The first ad features a faux police line-up with a sugar cube, a bear of honey and a corn stalk (representing HFCS). The tag line is that a sugar is a sugar. The problem is that the argument is specious. Yes, for the most part a sugar is a sugar, but that's not the real argument against HFCS. Sure some may misinterpret it, but the real argument is about our total corn policy. We are growing megatons of otherwise inedible corn, paid for by our Federal tax dollars, that make HFCS both ubiquitous and insidious because it's artificially cheap. That is just one issue of a broad topic that has been dealt with by better writers than I, Michael Pollan and Marion Nestle among them.

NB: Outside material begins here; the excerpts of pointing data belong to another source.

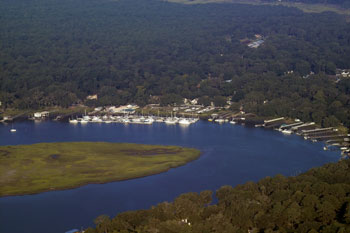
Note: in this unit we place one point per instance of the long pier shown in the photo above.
(291, 125)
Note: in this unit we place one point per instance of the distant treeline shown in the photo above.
(316, 201)
(341, 3)
(144, 51)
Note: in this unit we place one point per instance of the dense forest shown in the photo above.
(145, 51)
(316, 201)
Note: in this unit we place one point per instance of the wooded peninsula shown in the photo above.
(30, 169)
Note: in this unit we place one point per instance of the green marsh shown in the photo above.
(29, 169)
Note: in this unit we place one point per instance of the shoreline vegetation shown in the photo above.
(36, 168)
(315, 201)
(305, 7)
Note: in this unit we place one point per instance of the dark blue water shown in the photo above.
(232, 155)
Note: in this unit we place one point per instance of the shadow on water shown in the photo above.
(231, 155)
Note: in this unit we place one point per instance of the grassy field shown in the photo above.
(29, 169)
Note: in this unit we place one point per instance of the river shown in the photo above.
(231, 155)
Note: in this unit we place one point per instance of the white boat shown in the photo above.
(220, 120)
(159, 119)
(184, 121)
(86, 118)
(286, 131)
(73, 121)
(126, 120)
(170, 121)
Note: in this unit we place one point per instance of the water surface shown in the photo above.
(231, 155)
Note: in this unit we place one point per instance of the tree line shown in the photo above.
(316, 201)
(55, 53)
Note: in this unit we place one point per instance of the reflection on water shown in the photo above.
(231, 154)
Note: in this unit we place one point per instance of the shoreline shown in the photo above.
(170, 158)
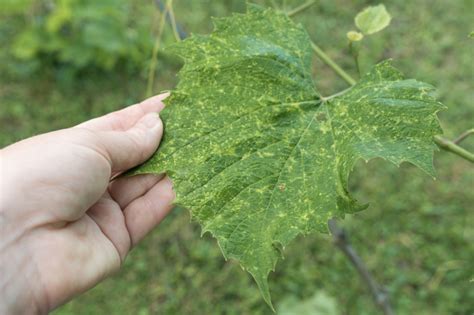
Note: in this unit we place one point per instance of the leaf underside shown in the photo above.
(258, 156)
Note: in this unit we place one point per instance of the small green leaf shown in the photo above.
(354, 36)
(372, 19)
(256, 153)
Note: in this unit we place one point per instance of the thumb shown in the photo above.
(126, 149)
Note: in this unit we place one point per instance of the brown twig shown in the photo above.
(379, 294)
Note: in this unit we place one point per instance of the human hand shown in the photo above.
(64, 225)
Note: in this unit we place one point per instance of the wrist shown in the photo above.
(18, 280)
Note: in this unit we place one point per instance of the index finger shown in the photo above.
(124, 119)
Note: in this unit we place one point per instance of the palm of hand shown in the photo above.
(67, 226)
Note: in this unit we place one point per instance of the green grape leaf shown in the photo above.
(258, 156)
(372, 19)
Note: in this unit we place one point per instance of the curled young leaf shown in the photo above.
(372, 19)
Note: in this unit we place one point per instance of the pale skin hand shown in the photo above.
(64, 225)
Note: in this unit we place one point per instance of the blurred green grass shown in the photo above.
(417, 236)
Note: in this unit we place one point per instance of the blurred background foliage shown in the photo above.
(65, 61)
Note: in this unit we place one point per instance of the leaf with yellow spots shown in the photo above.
(255, 152)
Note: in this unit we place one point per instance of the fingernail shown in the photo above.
(151, 120)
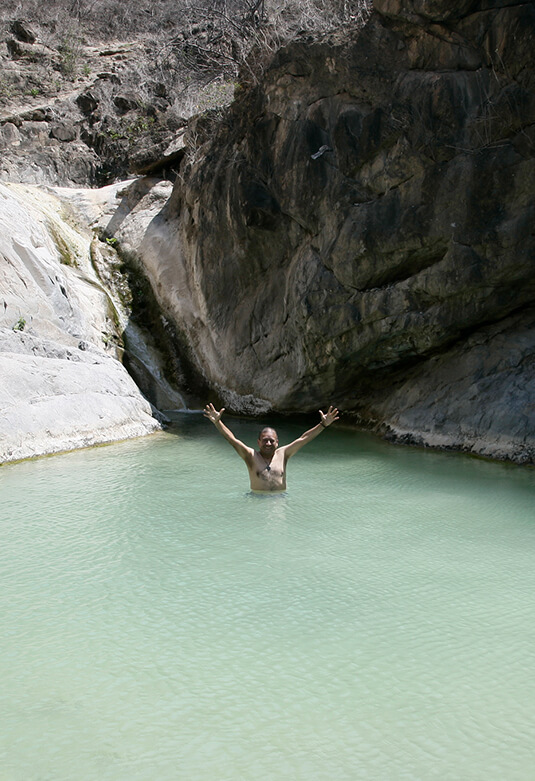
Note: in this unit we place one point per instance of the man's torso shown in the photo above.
(268, 475)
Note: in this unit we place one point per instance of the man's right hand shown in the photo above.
(212, 414)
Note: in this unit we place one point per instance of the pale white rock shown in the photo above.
(61, 383)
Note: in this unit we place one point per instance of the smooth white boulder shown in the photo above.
(61, 383)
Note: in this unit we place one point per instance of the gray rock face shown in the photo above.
(362, 224)
(62, 385)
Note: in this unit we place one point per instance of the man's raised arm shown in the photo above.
(214, 417)
(326, 419)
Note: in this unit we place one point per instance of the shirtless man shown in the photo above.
(267, 465)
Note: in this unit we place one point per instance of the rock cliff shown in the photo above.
(62, 335)
(359, 230)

The second ad comes from a group called Americans Against Food Taxes. It features a middle class lady with two kids. She is driving a Ford Something in good shape. The neighbor's vehicle is in good shape too. In short, a nice middle class, if older, suburb. The punch line is that a penny an ounce pop tax may not matter in Washington, but it does in real America. Lady, if a 35¢ increase in the cost of a 2 liter bottle of pop is gonna have that much impact on your food budget, you shouldn't be buying it anyway. It is a luxury, not a food necessity.

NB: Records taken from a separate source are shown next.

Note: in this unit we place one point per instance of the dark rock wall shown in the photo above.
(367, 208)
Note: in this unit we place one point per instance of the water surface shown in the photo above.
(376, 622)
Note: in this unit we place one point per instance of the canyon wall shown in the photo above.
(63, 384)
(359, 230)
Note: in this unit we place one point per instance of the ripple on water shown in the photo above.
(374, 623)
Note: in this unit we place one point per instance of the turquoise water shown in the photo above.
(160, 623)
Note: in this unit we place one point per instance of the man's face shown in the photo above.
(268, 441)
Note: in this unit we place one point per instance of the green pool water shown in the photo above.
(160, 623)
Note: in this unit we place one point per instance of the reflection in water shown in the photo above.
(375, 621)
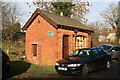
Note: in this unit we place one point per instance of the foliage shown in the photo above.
(112, 18)
(64, 7)
(10, 18)
(75, 9)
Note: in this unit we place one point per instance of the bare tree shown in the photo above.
(10, 18)
(112, 18)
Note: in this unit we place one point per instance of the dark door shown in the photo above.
(65, 46)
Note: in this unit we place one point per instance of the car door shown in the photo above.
(115, 52)
(94, 64)
(103, 57)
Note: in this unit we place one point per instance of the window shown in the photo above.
(80, 42)
(94, 52)
(34, 47)
(101, 52)
(117, 48)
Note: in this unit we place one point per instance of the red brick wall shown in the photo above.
(49, 49)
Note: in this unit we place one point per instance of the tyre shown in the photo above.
(118, 58)
(108, 65)
(85, 70)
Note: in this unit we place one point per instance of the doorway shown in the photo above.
(65, 46)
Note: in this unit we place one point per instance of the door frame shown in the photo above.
(65, 52)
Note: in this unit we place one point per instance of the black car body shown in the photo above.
(6, 66)
(83, 61)
(113, 50)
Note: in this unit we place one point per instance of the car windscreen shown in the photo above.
(82, 52)
(106, 47)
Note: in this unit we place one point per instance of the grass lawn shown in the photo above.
(21, 69)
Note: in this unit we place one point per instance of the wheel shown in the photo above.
(85, 70)
(119, 58)
(108, 65)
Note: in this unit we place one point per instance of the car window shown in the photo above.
(106, 47)
(82, 52)
(94, 52)
(101, 52)
(117, 48)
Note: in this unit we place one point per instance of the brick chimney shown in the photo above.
(61, 13)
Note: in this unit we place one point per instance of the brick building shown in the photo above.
(50, 37)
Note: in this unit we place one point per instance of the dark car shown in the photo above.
(82, 61)
(6, 66)
(113, 50)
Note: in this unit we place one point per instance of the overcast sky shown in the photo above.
(93, 15)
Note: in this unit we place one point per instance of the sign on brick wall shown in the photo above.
(50, 33)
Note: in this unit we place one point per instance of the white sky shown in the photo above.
(93, 15)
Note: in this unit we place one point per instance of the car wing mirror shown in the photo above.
(113, 50)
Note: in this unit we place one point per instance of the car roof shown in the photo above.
(111, 45)
(89, 48)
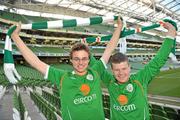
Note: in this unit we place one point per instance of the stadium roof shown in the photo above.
(141, 12)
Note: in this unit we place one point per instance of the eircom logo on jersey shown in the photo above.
(125, 108)
(85, 99)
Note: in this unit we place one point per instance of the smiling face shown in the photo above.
(80, 61)
(80, 58)
(120, 67)
(121, 71)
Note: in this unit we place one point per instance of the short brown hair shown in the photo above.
(118, 58)
(79, 46)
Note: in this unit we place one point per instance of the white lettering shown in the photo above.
(84, 99)
(125, 108)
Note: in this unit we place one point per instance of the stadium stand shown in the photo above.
(46, 96)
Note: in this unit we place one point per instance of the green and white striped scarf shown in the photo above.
(9, 67)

The problem is that the other side is also disingenuous. If taxing pop and juice drinks is a way to raise revenue, deal with it as that. If, however, it is trying to improve health, picking on those two is not enough. There are sugars everywhere. Start by eliminating corn subsidies, and make healthier stuff more available. Then we may be able to spend less on medicines to treat the result illness.
How about a "Dumb Choices" label.
OK, I am out of big "ous" words. It's just food for thought!